A gust of wind rumpled the surface. Or rather, as it has to my dismay already been written

The auroral breeze wrinkled a large luminous puddle, making of the telephone wires reflected in it illegible lines of black zigzags.

As the image stabilized I noticed a strange speck moving across the pool. Not an insect, not a fish—the water was still again before I realized I was watching the reflection of someone walking a highline on the Rostrum.

There was the jolt of comprehension and then, at once, the vertiginous, rapid flight of the mind’s eye from my vantage point on the riverbank to theirs, a thousand feet up on inches of webbing in the empty air. I saw their bare feet and the long, long drop, heard the wind, felt the sweat bead on my palms and tasted the adrenaline in my mouth. And—

For a moment, we were both in the same warm green bath of the mirror that reflected the top of a poplar with us in the sky.

Later, I stepped out from under the trees to look up the cliff face and watch the walker right-side-up. But the late afternoon sky was too bright for me to see something so small, and so the scene existed only in solution.

Generator Station
Generator Station, liquefied.

This, by the way, is why I write—even though I’ll never be Nabokov: for the things invisible except in reflection, for the perspective of the reverse.

Yosemite, 10/11-10/12

Three things I learned this time:

1) When the topo gives totally contradictory  information (“munge-filled,” “cool!”), best to assume the worst of it is true. Also best to have Chris lead. The man is impervious.

2) Trad can actually be a social activity, even for an ornery individual like me.
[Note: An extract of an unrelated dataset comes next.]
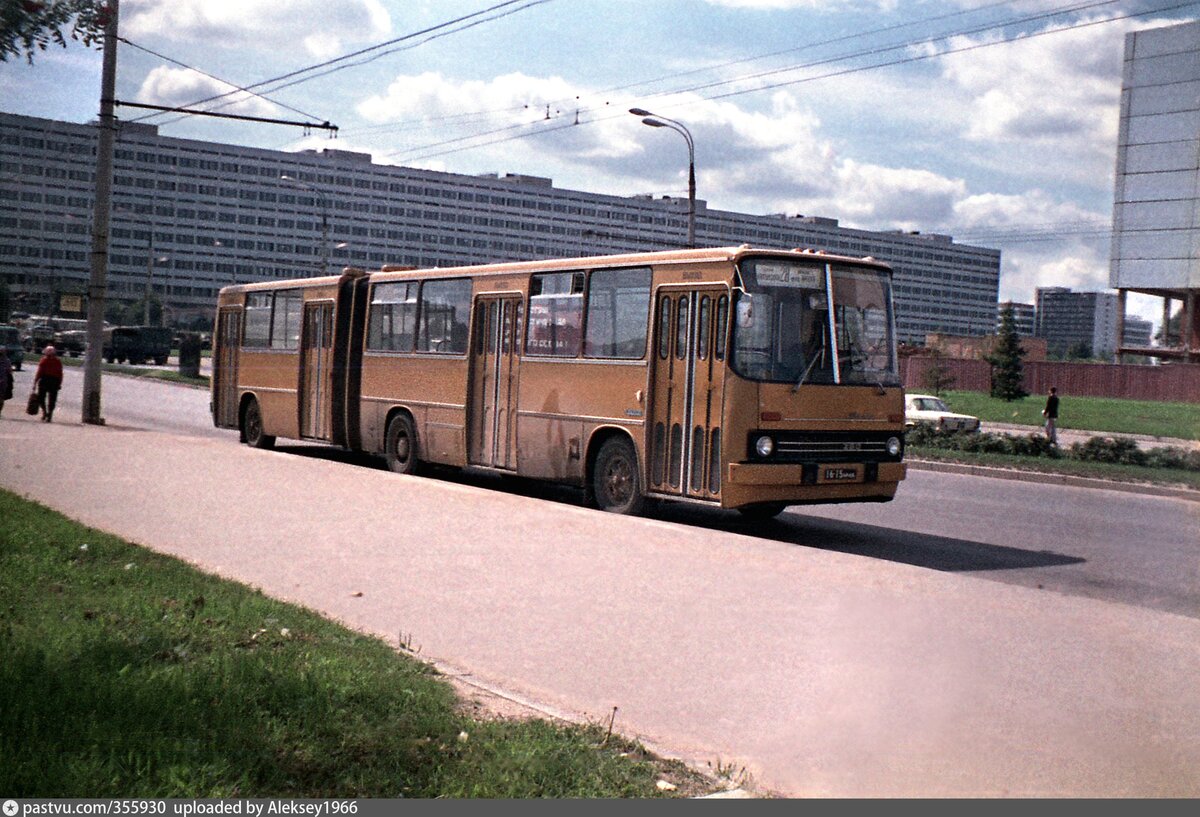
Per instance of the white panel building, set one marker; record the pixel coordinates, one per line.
(1156, 214)
(193, 216)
It’s not that I don’t like climbing near other people; it’s that I don’t like climbing near other people … I don’t like?

Manure Pile Buttress takeover. We're even missing two people in this shot! Photo poached from Robert, of course.
Whereas everyone I’m with here is awesome. Photo poached from Robert.

3) Why so far I prefer leading (easy) multi-pitch trad to (easy) single-pitch sport. No surprise, it’s lizard brain again: On a tall route protected with my own sketchy gear, that thing perceives safety at the top of the wall. Even in full freakout, I’m motivated to continue—whereas a trustworthy bolt is a compelling invitation to quit and come down. Absurd. Absurd! But isn’t all of this?

Tuolumne, 9/13-9/14

“Why do you climb when you don’t even like it?” 

Went to Tuolumne again, set off for Guide Cracks on Sunday with every intention of practicing hand-jams until I broke myself of either the fear or the inclination—or, more plausibly, just plain broke.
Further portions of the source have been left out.